Она уже не помнит точно, что было потом. Не помнит, почему они в конце концов расстались с господином Пайку. Семья Чиобану — все трое, точнее, все четверо — снова отправилась искать работу. Они пошли через весь город, глядя на красивые большие дома, и снова дошли до магалы. Но это была уже другая магала, хотя и очень похожая на первую. Здесь она впервые услышала от отца новое, незнакомое слово «фабрика».
Вскоре она увидела, что отец надел поверх своей рубахи просторную синюю блузу рабочего.
— Буду трудиться не покладая рук, — сказал отец. — Хочу научиться какому-нибудь ремеслу. Хорошо бы сделаться кузнецом!
— В твои-то годы? — спросила мать и печально покачала головой. — Это трудно. Тебе будет очень трудно.
— Мне всегда было трудно, — сказал отец. — Почему же теперь мне должно полегчать? Ничего, я привык к трудностям. Я повстречал здесь земляков, и они обещали мне помочь. Они тоже рабочие и давно уже научились ремеслу. Думаю, что я все-таки смогу стать кузнецом. Даже если придется работать по шестнадцать часов в сутки. Даже если я надорвусь на работе.
— Помоги тебе бог…
Комната, в которой они жили теперь, была такой же тесной, как и прежняя, однако на стенах не было плесени. А за окнами вечно гудели паровозные гудки и раздавался тяжелый грохот проходящих где-то поблизости железнодорожных составов. Вокруг их нового жилья уже не было свалок с гниющим мусором, зато было много пустырей. Это ее радовало. Но особенно радовался Лабуш. Он носился по пустырям с высунутым языком и добродушно лаял на детей.
— Что это за гудки, мама?
— Тут много фабрик, дочка. Вот они и гудят.
— А почему гудят поезда?
— Потому что тут неподалеку вокзал и станция. Сюда приходят поезда со всех концов страны. Вот они и гудят.
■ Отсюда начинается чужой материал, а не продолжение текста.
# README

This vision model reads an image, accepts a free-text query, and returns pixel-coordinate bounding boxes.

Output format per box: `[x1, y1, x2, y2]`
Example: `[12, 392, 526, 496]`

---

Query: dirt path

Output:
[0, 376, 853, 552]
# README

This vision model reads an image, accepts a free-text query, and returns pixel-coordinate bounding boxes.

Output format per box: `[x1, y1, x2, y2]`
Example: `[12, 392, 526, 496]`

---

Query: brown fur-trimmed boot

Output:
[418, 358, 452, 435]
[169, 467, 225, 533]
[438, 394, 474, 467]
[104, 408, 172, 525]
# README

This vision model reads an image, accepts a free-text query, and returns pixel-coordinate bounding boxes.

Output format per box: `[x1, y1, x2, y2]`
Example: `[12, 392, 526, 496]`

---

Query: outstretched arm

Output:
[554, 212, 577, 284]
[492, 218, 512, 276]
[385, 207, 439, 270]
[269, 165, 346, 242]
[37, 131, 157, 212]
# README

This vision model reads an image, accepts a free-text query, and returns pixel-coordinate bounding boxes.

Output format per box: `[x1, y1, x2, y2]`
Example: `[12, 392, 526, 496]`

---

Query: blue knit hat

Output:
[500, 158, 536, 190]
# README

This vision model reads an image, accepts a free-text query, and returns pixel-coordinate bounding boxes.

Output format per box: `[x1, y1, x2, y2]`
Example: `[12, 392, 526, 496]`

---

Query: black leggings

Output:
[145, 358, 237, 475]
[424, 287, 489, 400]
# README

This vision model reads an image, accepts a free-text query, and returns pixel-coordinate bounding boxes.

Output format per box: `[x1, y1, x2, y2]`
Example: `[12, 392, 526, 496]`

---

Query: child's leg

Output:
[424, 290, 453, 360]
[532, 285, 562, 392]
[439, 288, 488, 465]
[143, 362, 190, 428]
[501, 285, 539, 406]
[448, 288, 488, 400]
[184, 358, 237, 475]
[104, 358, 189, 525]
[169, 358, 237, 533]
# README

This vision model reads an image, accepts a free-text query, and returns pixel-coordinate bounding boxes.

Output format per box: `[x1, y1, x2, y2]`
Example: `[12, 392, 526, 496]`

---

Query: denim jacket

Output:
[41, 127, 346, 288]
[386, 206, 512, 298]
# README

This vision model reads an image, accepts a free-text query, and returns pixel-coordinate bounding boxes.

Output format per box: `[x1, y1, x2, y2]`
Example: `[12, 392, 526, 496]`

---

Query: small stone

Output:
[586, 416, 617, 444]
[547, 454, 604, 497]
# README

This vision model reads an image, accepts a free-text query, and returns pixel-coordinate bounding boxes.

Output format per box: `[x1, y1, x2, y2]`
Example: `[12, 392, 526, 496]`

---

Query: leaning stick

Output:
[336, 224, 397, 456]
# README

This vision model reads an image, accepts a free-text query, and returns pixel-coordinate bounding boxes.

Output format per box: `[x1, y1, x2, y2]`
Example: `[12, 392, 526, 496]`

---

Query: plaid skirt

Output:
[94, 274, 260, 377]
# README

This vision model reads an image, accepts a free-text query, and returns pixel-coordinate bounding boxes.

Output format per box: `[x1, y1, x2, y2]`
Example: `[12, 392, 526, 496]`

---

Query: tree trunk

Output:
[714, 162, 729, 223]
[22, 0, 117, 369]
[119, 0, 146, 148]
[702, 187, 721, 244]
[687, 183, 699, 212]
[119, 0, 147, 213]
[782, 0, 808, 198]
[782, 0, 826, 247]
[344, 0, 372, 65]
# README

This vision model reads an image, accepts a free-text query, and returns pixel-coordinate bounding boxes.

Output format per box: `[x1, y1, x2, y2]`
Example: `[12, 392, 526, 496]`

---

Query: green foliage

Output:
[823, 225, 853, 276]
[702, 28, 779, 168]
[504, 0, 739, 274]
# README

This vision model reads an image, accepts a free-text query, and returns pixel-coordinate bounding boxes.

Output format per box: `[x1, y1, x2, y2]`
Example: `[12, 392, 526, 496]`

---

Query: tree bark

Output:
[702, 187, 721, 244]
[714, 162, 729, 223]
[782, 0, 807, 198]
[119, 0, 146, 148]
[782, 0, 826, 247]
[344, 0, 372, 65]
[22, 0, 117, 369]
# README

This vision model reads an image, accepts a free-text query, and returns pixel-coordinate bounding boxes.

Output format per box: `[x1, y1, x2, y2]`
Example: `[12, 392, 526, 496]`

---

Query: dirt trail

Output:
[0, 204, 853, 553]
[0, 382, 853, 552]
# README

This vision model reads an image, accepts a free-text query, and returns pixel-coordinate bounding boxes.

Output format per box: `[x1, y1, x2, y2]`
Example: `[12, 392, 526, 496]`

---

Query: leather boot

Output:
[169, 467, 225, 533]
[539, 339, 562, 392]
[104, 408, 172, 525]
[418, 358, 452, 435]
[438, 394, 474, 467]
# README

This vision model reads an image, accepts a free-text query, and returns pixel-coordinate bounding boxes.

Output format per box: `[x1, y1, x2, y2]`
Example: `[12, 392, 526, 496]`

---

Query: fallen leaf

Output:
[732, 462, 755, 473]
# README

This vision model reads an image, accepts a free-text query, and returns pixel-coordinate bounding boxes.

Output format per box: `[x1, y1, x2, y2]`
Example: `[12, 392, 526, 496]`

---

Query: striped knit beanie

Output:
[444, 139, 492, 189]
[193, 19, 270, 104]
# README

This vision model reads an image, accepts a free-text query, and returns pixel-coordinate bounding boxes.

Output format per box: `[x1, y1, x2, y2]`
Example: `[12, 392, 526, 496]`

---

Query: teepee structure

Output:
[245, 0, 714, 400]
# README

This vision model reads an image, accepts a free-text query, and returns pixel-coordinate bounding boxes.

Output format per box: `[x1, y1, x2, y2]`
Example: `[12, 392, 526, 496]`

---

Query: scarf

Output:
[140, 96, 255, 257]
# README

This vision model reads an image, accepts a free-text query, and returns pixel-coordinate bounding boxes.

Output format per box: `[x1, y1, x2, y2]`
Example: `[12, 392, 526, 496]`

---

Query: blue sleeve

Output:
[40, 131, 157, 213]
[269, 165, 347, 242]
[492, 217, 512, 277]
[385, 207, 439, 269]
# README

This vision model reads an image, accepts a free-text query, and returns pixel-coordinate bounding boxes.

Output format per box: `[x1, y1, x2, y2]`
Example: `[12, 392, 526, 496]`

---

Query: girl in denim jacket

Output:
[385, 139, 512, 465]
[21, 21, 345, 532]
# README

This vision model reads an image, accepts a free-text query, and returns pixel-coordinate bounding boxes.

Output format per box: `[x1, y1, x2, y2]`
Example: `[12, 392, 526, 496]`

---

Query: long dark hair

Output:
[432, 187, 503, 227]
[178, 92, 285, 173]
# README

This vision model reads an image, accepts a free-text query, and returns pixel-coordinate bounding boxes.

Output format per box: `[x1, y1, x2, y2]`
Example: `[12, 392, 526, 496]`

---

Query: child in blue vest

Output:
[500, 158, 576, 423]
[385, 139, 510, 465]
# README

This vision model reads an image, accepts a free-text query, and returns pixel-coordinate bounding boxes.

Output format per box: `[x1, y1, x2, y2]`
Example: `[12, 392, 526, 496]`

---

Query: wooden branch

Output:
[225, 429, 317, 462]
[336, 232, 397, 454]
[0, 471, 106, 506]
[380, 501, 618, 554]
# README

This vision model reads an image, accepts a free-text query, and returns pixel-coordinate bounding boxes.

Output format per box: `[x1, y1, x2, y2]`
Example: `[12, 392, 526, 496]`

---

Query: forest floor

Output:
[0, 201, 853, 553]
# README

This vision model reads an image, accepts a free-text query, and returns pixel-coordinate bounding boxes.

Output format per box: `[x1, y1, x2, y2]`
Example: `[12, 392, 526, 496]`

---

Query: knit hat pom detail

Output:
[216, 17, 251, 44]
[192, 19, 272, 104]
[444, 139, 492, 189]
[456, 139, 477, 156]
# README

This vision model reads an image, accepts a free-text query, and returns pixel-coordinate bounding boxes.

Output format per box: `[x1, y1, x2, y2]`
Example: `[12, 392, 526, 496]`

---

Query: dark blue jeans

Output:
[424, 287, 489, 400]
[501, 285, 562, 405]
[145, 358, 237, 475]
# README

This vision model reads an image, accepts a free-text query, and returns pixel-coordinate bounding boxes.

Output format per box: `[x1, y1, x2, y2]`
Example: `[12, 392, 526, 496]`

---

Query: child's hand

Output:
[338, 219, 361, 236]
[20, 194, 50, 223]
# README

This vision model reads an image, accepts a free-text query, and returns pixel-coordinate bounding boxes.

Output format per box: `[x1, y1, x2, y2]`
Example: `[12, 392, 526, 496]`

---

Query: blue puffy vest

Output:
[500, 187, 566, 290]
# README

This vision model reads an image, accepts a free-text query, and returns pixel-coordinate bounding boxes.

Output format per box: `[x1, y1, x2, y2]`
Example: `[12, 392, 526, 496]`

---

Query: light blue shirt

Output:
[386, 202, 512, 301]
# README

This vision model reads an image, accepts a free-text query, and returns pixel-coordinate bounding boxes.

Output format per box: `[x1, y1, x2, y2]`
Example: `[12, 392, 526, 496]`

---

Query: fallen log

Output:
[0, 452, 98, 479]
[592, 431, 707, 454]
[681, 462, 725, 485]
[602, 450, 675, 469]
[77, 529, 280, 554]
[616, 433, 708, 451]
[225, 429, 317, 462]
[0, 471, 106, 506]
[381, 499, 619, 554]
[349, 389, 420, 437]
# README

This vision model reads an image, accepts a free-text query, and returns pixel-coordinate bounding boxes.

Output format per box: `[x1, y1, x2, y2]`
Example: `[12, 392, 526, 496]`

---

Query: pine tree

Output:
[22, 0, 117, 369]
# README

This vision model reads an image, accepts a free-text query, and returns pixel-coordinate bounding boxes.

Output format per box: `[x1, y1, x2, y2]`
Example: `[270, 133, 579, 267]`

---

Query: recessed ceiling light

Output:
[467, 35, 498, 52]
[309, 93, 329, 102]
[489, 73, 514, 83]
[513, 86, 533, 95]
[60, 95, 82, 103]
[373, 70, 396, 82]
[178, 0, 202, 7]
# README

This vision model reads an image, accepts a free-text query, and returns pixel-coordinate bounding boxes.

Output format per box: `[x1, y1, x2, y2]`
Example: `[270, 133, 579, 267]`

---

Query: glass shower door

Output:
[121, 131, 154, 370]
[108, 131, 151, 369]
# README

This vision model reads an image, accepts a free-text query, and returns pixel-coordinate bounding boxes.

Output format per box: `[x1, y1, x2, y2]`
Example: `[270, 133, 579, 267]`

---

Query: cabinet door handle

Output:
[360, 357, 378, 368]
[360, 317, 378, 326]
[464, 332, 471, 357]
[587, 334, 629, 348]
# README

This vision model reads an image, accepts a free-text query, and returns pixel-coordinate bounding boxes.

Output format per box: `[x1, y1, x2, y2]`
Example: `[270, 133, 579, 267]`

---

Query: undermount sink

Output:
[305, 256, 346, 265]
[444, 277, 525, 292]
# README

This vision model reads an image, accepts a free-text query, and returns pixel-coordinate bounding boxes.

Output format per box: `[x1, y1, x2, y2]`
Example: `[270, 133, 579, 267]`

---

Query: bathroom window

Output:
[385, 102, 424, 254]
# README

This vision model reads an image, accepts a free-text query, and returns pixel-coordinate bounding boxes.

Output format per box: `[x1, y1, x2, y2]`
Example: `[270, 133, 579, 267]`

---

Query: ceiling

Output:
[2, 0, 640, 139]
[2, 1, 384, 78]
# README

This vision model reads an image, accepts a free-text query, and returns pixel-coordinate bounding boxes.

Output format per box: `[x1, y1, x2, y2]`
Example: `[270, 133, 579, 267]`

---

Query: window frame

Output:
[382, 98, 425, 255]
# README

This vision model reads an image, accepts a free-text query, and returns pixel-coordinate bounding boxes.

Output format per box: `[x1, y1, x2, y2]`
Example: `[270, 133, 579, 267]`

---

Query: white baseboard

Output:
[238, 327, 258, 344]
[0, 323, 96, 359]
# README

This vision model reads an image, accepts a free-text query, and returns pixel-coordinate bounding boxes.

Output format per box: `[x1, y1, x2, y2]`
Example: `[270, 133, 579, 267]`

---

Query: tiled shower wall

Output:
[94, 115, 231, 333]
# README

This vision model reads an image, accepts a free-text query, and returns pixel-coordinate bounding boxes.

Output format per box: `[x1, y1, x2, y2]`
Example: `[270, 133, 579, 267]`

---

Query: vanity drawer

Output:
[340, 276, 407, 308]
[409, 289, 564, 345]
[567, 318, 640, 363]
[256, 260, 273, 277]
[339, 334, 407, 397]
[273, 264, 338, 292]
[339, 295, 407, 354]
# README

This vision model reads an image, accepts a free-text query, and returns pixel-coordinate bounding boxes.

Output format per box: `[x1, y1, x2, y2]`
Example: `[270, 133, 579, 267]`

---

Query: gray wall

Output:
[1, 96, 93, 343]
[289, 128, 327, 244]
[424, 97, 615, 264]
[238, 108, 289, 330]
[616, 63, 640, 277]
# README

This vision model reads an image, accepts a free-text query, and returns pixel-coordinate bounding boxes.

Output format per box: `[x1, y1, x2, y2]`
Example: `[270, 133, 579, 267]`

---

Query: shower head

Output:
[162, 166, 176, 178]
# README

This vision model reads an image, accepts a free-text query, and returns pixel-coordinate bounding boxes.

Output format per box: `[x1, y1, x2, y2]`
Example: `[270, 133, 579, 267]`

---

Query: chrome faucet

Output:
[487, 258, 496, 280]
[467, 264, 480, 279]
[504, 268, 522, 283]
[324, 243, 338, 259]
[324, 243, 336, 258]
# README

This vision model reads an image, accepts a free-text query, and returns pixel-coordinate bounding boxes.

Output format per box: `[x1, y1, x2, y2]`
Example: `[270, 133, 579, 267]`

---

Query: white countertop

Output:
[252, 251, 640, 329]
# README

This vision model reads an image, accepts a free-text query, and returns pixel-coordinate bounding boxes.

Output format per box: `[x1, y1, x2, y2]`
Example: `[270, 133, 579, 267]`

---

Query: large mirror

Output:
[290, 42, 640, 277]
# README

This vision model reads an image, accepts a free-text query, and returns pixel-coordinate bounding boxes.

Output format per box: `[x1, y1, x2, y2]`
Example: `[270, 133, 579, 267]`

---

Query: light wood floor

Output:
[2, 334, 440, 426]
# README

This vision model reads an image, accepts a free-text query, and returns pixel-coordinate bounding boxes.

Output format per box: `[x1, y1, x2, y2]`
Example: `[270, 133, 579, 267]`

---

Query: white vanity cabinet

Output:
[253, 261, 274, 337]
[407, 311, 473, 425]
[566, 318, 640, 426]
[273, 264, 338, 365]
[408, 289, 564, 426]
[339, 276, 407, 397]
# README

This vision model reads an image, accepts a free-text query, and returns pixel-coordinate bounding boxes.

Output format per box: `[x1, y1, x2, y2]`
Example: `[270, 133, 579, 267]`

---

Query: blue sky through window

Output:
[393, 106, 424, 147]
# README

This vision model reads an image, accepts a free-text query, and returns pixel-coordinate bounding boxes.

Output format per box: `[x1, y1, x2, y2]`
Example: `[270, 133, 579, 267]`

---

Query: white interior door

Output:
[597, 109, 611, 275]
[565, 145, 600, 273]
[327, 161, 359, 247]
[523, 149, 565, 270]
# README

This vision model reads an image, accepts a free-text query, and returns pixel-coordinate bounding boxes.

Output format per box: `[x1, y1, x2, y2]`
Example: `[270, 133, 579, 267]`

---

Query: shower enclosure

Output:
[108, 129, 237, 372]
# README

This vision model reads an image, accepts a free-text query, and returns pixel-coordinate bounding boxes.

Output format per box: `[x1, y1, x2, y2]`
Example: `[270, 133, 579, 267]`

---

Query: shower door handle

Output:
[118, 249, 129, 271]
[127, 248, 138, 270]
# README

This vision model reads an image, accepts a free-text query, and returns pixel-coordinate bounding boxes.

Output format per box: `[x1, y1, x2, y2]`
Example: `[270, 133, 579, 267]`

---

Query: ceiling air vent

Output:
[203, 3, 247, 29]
Они жили теперь в районе Гривицы, где были железнодорожные мастерские. Здесь кончалась столица и начиналось что-то другое, бог весть что. Это называлось Новый Бухарест.
Вскоре после того, как отец стал работать в железнодорожных мастерских, к ним стали приходить какие-то люди, с виду рабочие. Они являлись чаще всего по вечерам, и мать тут же брала ее за руку и уводила гулять, а чужие люди оставались с отцом. Что они там делали, она не знала.
— Ты уже, наверно, хорошо знаешь весь район, — говорила мать, — но все равно тебе нельзя гулять одной. Ты можешь заблудиться или попасться на глаза каким-нибудь плохим людям.
Мать показала ей мастерские — они тянулись вдоль улицы за высоким забором, и, казалось, нет им конца и края.
Потом показала ей вокзал, который назывался Северным. А потом и фабрику, на которой работал отец.
Работа у отца теперь была более тяжелая. Но богаче они не стали. Впрочем, теперь у них всегда были деньги на дрова. Хватало и на хлеб.
— Только бы с тобой ничего не случилось, — говорила мама отцу.
— А что может со мной случиться?
— Откуда мне знать? Но эти…
Она явно хотела сказать: «Эти люди, которые приходят к тебе по вечерам», но вовремя спохватилась и замолчала.
Время идет… Куда? Никто не знает… Время — таинственная вещь, никто не знает, что это такое. Но все знают, что время не возвращается. С этим все согласны: время не возвращается. Прошедшие дни, месяцы, годы никогда не идут вспять.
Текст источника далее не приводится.